El tamaño importa y, aunque parezca surrealista, el pene puede jugar un papel decisivo en este deporte olímpico. Ningún deporte es más sensible que el salto de esquí: los milímetros pueden decidir entre el éxito y el fracaso. El salto de esquí se ha visto sacudido por el 'penis-gate', en el que supuestamente los atletas se inyectan sustancias en sus genitales para obtener una ventaja, según revela en exclusiva el medio alemán Bild.
El fraude que ya se ha denominado como "pene-gate" ha provocado un gran revuelo en el mundo de esquí y del olimpismo en general.
Ácido hialurónico y silicona
Según ha podido saber BILD, ya existe un intenso debate entre bastidores sobre testículos y penes. El debate gira en torno al ácido hialurónico y la silicona que introducen en un dispositivo similar a un condón que se lleva en los pantalones.
Una historia que suena realmente increíble pero que tiene visos de ser cierta.
En un deporte olímpico determinado por la distancia, algunos atletas, según se informa, se esfuerzan al máximo para ganar unos centímetros de más, incluso antes de lanzarse a la pista. A pocas semanas de los Juegos Olímpicos de Invierno en Italia, el salto de esquí se ha visto envuelto en el llamado "fenómeno del pene", donde los atletas supuestamente creen que cuanto más grande mejor y no dudan en inyectar sustancias sus partes íntimas, según el citado medio.
¿Cómo se realizan las mediciones?
El informe revela que las mediciones con escáner 3D de la zona de la entrepierna de sus monos se toman desde el punto más bajo de la virilidad del atleta, lo que significa que cualquier crecimiento adicional podría proporcionar una ventaja competitiva incluso antes de despegar. En consecuencia, al despegar, la superficie del atleta aumenta considerablemente, lo que aumenta la probabilidad de un salto superior. Una ventaja que ha impulsado a algunos atletas a inyectarse ácido hialurónico en un dispositivo similar a un condón de silicona que se lleva debajo de los pantalones.
Halvor Egner Granerud, saltador de esquí noruego, se indignó con estas acusaciones al ser contactado por los medios de su país pero finalmente reconoció que las sospechas existen.

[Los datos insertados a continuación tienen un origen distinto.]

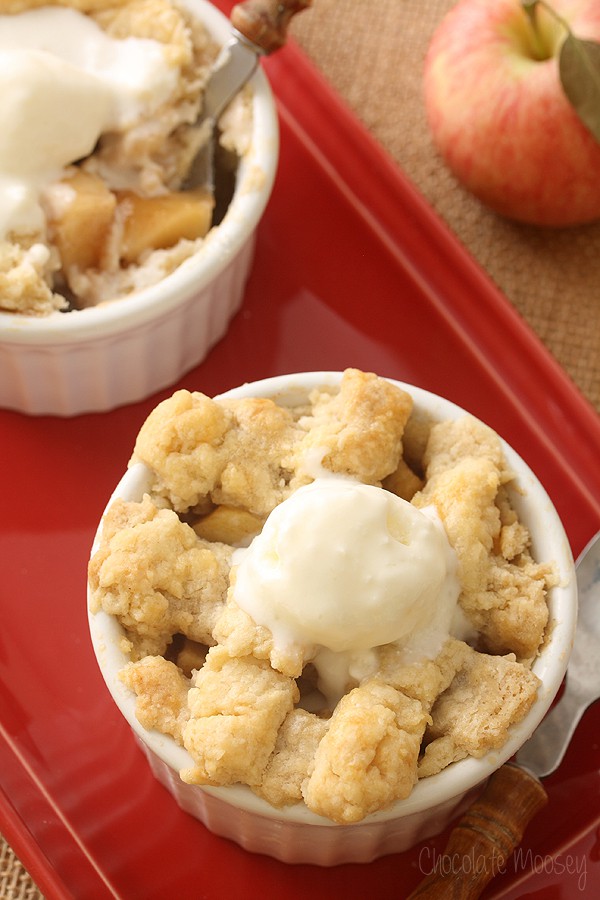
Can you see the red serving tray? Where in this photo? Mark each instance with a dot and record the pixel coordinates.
(352, 269)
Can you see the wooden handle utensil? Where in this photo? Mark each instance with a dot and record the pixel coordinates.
(482, 842)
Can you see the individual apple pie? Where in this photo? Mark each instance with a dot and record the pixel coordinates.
(100, 104)
(326, 601)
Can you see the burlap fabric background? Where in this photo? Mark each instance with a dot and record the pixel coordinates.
(372, 52)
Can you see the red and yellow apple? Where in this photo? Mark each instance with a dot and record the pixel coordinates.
(498, 113)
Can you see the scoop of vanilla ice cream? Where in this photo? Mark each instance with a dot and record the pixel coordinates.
(64, 82)
(348, 566)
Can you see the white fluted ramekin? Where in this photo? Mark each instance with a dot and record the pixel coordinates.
(122, 351)
(295, 834)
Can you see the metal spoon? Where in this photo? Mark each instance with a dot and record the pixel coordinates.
(259, 28)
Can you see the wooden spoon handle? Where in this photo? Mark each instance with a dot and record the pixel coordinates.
(484, 838)
(265, 22)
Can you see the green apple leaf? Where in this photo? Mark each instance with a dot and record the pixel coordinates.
(579, 67)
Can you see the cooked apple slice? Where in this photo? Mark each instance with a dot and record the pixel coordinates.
(152, 223)
(81, 220)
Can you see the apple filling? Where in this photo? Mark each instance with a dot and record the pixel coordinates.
(102, 101)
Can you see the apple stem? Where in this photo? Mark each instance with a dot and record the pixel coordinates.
(539, 39)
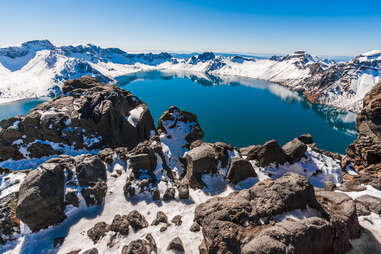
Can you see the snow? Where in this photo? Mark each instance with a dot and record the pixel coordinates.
(316, 167)
(39, 69)
(135, 115)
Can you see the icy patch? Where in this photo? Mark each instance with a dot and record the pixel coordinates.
(135, 115)
(370, 190)
(317, 167)
(10, 182)
(30, 163)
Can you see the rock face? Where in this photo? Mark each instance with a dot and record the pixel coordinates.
(177, 120)
(80, 119)
(250, 221)
(365, 151)
(9, 224)
(204, 159)
(41, 200)
(266, 154)
(239, 170)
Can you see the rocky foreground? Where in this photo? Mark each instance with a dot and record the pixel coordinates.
(88, 172)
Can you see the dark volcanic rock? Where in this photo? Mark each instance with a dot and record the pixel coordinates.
(41, 196)
(373, 204)
(248, 222)
(266, 154)
(98, 231)
(160, 218)
(295, 149)
(41, 200)
(9, 224)
(176, 244)
(81, 119)
(175, 117)
(136, 220)
(120, 224)
(365, 151)
(240, 169)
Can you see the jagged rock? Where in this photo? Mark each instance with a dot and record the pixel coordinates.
(266, 154)
(306, 139)
(174, 117)
(177, 220)
(176, 244)
(234, 224)
(240, 169)
(41, 196)
(295, 149)
(169, 194)
(71, 198)
(373, 204)
(312, 235)
(138, 247)
(155, 194)
(41, 201)
(200, 160)
(365, 151)
(160, 218)
(95, 195)
(91, 251)
(183, 191)
(98, 231)
(9, 224)
(120, 224)
(81, 118)
(136, 220)
(195, 227)
(341, 210)
(89, 170)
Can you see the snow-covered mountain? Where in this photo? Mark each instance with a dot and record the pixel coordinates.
(38, 68)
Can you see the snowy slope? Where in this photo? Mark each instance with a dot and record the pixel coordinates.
(38, 68)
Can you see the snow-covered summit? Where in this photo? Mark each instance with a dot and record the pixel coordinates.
(38, 68)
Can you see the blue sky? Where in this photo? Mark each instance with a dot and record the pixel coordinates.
(273, 26)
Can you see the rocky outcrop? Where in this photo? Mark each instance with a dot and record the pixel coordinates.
(177, 123)
(239, 170)
(266, 154)
(9, 224)
(250, 221)
(365, 151)
(42, 194)
(205, 159)
(80, 119)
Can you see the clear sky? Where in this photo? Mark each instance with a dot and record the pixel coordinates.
(333, 27)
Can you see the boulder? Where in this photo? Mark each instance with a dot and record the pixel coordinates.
(160, 218)
(240, 169)
(136, 220)
(139, 246)
(252, 220)
(174, 119)
(98, 231)
(295, 149)
(120, 224)
(9, 224)
(42, 199)
(373, 204)
(41, 196)
(200, 160)
(266, 154)
(365, 151)
(176, 244)
(81, 118)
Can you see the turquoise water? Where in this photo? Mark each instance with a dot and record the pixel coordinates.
(238, 111)
(243, 111)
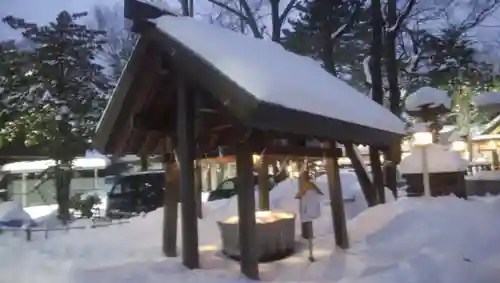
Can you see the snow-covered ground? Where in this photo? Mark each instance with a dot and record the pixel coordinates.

«Rune Velta [el entrenador noruego] entró en el vestuario antes de la clasificación y dijo: 'Tienen que estar preparados para preguntas sobre inyecciones en el pene'. Debo admitir que pensé que era una tontería. Nunca lo había oído. Sin embargo, cuando me tomaron las medidas, vino un médico que me examinó para asegurarse de que no tuviera un pene falso, así que supongo que podría ser cierto», sentencia.
Unas sospechas que vienen de lejos
No es la primera vez que surgen sospechas de trampas en el salto de esquí. En marzo de 2025, cinco saltadores noruegos y tres miembros de su equipo técnico fueron suspendidos por manipular los trajes de competición. Además, la Federación Internacional de Esquí y Snowboard (FIS) modificó el reglamento e introdujo una política de tolerancia cero para las modificaciones de las equipaciones de esquí.
Sin embargo, los rumores sobre prácticas ilegales no cesan. No es la primera vez que entre bastidores del circuito, se afirma que algunos saltadores han recurrido a inyecciones de ácido hialurónico en el pene antes de la medición para lograr un traje más holgado, que les permita volar más lejos. En el pasado, cuando las mediciones aún se tomaban manualmente, aparentemente era posible hacer muchas trampas y se verificó que algunos hombres usaban condones de silicona para ganar unos milímetros de margen al momento de la medición.
Cuando falta menos de un mes para el inicio de los Juegos Olímpicos de Invierno, que en las ciudades italianas de Milán y Cortina d'Ampezzo, la polémica está servida.